Scott patted him on the arm, like a parent soothing an upset kid. “If you have to ask, you aren’t ready for it. We’ll take the absinthe, but these two will take a couple of beers.” He indicated Zack and Ethan, and then looked at Roan and Dylan. “You guys want beer?”
Dylan shook his head. “I’d rather have a margarita.”
“Just give me a soda, anything with caffeine in it.” Roan was driving, and besides, he’d done enough drug mixing for one week.
The bartender nodded, and got the easy ones first, namely his Coke and the two beers. The margarita was next, and the absinthe was last.
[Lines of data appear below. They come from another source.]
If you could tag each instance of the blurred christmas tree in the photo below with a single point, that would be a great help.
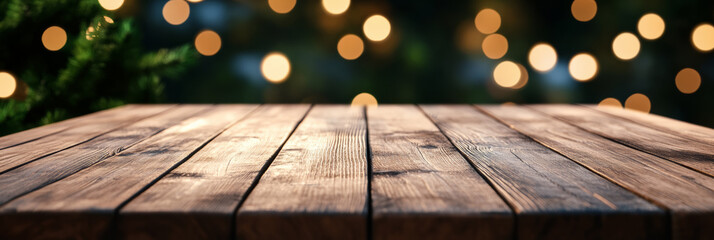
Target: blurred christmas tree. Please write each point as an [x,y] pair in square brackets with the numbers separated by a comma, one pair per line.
[101,65]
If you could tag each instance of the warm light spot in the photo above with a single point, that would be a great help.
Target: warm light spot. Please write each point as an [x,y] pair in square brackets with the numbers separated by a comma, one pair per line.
[542,57]
[583,10]
[111,5]
[376,28]
[7,85]
[487,21]
[335,6]
[650,26]
[54,38]
[583,67]
[609,102]
[703,37]
[626,46]
[208,43]
[275,67]
[688,80]
[638,102]
[176,11]
[364,99]
[350,47]
[282,6]
[495,46]
[506,74]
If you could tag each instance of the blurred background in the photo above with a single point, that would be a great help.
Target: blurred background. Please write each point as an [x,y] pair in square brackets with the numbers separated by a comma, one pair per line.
[64,58]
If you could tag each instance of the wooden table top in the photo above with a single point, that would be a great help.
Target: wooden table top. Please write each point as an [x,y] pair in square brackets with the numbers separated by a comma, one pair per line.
[341,172]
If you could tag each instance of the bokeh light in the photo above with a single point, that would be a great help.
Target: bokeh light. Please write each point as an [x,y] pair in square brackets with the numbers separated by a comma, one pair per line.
[336,6]
[350,47]
[376,28]
[8,84]
[364,99]
[111,5]
[703,37]
[609,102]
[507,74]
[626,46]
[542,57]
[495,46]
[583,10]
[282,6]
[208,43]
[638,102]
[650,26]
[688,80]
[583,67]
[54,38]
[487,21]
[275,67]
[176,11]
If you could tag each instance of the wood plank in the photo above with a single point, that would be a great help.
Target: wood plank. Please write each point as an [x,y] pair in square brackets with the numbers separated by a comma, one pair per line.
[198,199]
[54,167]
[553,197]
[82,206]
[317,185]
[422,188]
[688,194]
[93,127]
[694,154]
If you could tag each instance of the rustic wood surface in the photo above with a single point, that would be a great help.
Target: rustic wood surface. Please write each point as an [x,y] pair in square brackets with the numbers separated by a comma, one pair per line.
[342,172]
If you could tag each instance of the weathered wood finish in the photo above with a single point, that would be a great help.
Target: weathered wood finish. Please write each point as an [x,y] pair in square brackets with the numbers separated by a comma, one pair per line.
[422,188]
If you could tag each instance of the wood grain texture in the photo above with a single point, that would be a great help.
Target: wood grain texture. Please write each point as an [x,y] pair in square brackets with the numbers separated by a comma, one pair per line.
[93,127]
[553,197]
[316,188]
[64,163]
[694,154]
[688,194]
[82,205]
[422,188]
[198,199]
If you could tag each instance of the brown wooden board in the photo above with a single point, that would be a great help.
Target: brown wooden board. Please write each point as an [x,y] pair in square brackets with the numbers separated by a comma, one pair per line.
[422,188]
[689,195]
[54,167]
[316,188]
[15,156]
[198,199]
[82,206]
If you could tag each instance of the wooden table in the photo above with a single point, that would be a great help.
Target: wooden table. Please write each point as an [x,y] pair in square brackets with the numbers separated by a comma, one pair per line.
[341,172]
There was a bit of a ritual with it. The little glasses were laid out, with a slotted spoon put over the top of each. Dallas brought out a sugar bowl from beneath the bar, where sugar cubes that reeked of the anise-scented absinthe sat, and with a tiny pair of tongs he put a cube on each slotted spoon. Then he retrieved a tiny blowtorch, of the kind you used to brown the crust of a crème brulee, and set the alcohol-soaked cubes on fire. He then dumped the cubes in the small glass of green-colored liquor, which caught on fire, burning with a small, almost perfectly translucent flame, before he doused it with a shot glass full of water. Only then was the absinthe ready to drink. As far as Roan was concerned, if a drink had that many steps involved, it wasn’t worth it.